The green coating film obtained by the coloring composition of [Example 1], [Example 2], and [Example 4] to [Example 7] has a wavelength of 475 nm-at which the spectral transmittance on the short wavelength side becomes 50%. A wavelength of 495 nm and a spectral transmittance of 50% on the long wavelength side satisfies a wavelength range of 580 nm to 590 nm. Moreover, the transmittance | permeability of 530 nm satisfy | fills the high transmittance | permeability of 85% or more, and it was excellent in color resolution.

  In particular, C.I. I. Pigment green 58 and C.I. I. Pigment green 7, C.I. I. Pigment yellow 139, C.I. I. Pigment yellow 150 or C.I. I. When the pigment yellow 185 is contained, the film thickness is 0.9 μm or less, and it is possible to further reduce the film thickness.

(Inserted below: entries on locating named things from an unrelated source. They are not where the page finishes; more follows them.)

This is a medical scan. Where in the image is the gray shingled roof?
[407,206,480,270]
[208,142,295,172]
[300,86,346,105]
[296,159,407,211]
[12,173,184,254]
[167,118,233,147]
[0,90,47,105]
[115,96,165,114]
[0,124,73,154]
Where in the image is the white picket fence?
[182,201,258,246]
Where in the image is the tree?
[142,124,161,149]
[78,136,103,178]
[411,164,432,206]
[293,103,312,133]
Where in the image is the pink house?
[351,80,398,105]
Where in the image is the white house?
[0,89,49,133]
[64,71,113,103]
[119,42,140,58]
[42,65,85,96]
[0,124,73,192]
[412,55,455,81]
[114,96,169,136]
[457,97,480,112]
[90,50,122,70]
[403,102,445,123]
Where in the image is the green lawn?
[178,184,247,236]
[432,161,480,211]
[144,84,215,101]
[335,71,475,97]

  The green paint film obtained with the coloring composition of [Comparative Example 1] had a green pigment of C.I. I. Since only the pigment green 58 is used, the wavelength at which the spectral transmittance on the long wavelength side is 50% is 591.1 nm, and the color separation is deteriorated. In addition, the film thickness was as thick as 1.6 μm.

  The green paint film obtained with the coloring composition of [Comparative Example 2] had a green pigment of C.I. I. Since only pigment green 7 is used, the wavelength at which the spectral transmittance on the long wavelength side is 50% is 570.0 nm, and does not satisfy the range of 580 nm to 590 nm. In addition, the transmittance at 530 nm was less than 83.0% and 85%, and the color separation deteriorated. In addition, the film thickness was as thick as 1.9 μm.

  The green coating film obtained with the coloring composition of [Comparative Example 3] has C.I. I. Since the pigment green 58 was not contained, the transmittance at 530 nm fell below 84.8% and 85%, resulting in poor color separation.

Moreover, the coating film obtained from the green coloring composition for solid-state imaging devices of this invention, and a color filter had a spectral transmission factor with favorable color separation.

Claims (3)

A coloring composition for a solid-state imaging device, comprising a green pigment and a yellow pigment, wherein the green pigment is C.I. I. Pigment green 58 and C.I. I. Pigment green 7, and the yellow pigment is C.I. I. Pigment yellow 83, C.I. I. Pigment yellow 110, C.I. I. Pigment yellow 138, and C.I. I. Pigment yellow 150 or more selected from the group consisting of C.I. I. Pigment green 58 content is 45% by mass or more based on the total amount of the pigment, and C.I. I. The content of Pigment Green 7, the solid-state imaging device for coloring composition, which is a 5-10 wt% based on the pigment total amount.   Yellow pigments are C.I. I. Pigment yellow 150, The coloring composition for solid-state image sensors of Claim 1 characterized by the above-mentioned. A color filter comprising a filter segment formed from the coloring composition for a solid-state imaging device according to claim 1 or 2 on a substrate.